Arts & Culture | February 26, 2010

You know the kids: those people who pride themselves on how obscure and/or unique their iPods are. Music snobs, audiophiles– whoever they are, their pretension is absolute. But as we discovered, one look through the shared iTunes library in Tisch will show that the Tufts community has pretty uniform taste in music. Seriously: Tufts kids listen to more or less the same stuff. So we asked ourselves: what if this is true on a larger scale? And if so, how truly “indie” is indie music? The fact is, even though these artists may not be on the radio or at the Grammys, everyone is listening to them. And thank God for that.
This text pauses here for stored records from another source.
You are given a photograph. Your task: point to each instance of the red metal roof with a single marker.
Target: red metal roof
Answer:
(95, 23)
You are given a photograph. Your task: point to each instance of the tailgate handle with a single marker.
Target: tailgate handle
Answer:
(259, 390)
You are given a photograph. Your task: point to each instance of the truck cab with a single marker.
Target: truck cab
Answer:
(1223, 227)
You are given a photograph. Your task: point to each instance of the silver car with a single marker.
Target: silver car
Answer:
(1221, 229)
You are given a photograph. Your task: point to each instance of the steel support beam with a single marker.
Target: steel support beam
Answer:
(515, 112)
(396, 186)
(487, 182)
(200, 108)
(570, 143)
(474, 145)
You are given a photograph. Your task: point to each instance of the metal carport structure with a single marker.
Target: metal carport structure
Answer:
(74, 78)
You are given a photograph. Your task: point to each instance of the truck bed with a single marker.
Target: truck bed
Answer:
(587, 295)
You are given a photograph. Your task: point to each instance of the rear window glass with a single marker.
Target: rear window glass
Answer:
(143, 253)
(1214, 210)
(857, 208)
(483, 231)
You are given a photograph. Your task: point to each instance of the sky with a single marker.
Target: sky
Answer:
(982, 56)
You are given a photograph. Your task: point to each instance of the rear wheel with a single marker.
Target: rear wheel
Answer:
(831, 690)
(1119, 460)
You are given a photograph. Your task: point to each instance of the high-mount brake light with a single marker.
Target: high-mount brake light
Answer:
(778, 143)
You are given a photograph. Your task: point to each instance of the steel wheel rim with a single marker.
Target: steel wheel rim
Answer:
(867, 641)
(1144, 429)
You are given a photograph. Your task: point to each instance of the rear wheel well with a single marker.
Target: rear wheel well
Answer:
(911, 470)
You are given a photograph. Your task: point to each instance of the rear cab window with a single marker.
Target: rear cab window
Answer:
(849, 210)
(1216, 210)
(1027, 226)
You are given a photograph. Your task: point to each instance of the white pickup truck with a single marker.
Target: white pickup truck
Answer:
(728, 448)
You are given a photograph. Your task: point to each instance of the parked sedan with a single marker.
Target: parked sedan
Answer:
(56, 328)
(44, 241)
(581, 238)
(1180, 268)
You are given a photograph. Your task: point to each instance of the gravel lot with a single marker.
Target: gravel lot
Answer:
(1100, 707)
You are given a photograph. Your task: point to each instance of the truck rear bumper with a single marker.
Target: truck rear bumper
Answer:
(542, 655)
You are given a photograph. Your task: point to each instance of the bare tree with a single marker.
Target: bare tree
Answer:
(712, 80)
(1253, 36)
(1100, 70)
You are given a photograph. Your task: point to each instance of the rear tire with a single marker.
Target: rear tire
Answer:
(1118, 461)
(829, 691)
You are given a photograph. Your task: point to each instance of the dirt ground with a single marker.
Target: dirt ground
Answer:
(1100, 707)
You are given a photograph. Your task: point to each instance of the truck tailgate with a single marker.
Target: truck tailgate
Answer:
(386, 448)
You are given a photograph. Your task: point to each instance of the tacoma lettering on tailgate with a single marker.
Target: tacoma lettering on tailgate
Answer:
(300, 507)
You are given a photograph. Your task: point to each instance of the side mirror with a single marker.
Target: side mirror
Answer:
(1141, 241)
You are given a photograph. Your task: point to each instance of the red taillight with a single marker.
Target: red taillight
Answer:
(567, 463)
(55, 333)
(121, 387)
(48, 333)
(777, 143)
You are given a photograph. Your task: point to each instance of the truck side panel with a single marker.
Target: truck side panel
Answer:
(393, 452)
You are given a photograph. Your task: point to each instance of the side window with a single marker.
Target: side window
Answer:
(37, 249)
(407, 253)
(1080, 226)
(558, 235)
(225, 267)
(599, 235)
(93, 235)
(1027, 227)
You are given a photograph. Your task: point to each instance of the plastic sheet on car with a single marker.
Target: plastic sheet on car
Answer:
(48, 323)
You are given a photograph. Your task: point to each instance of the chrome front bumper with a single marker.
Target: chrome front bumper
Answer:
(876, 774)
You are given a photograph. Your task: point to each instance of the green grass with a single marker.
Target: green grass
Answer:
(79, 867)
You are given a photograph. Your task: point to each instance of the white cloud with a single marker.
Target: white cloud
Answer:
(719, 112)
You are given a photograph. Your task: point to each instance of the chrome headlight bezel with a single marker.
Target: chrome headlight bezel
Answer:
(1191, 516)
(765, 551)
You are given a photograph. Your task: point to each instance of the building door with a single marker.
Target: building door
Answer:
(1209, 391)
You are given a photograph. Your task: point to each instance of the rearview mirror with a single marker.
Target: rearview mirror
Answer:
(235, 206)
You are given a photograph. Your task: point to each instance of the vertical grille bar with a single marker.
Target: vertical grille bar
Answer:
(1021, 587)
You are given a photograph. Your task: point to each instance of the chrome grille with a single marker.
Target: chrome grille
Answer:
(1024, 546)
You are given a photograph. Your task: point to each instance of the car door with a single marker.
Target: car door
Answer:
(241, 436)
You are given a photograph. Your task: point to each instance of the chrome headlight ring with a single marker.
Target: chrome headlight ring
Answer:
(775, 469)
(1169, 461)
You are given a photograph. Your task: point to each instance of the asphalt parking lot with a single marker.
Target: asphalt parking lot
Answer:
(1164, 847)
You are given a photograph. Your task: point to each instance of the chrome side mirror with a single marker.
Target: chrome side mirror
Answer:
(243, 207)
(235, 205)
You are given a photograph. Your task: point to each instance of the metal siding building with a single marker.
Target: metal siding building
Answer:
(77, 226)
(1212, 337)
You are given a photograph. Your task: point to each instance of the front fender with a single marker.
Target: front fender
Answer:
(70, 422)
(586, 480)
Fact: Independent music labels (i.e. non-corporate) are responsible for approximately 30% of all music sales and 80% of all worldwide releases.

Fact: In the beginning of 2009, three big-name “indie” acts all debuted (first week of sales) in the Billboard Top 20: Andrew Bird’s Noble Beast at #12 (25,000), Animal Collective’s Merriweather Post Pavilion at #13 (25,000) and Bon Iver’s sophomore EP Blood Bank at #16 (23,000). In fact, the preliminary vinyl release of Merriweather Post Pavilion was so incredibly successful that it was only a few hundred sales away from breaking the Billboard 100, totalling 1,500 items moved in the first week. If the album had 1,000 more official sales, Animal Collective’s vinyl MPP (the vinyl record! Not the album!) would’ve outsold the albums of “American Idol” Kellie Pickler, Lifehouse, and OneRepublic. In all likelihood it did just that: Billboard 100 is compiled only with sales numbers reported to Nielsen SoundScan, a corporation that does not count independent retailers or online stores (where most MPP vinyl albums would’ve probably been sold).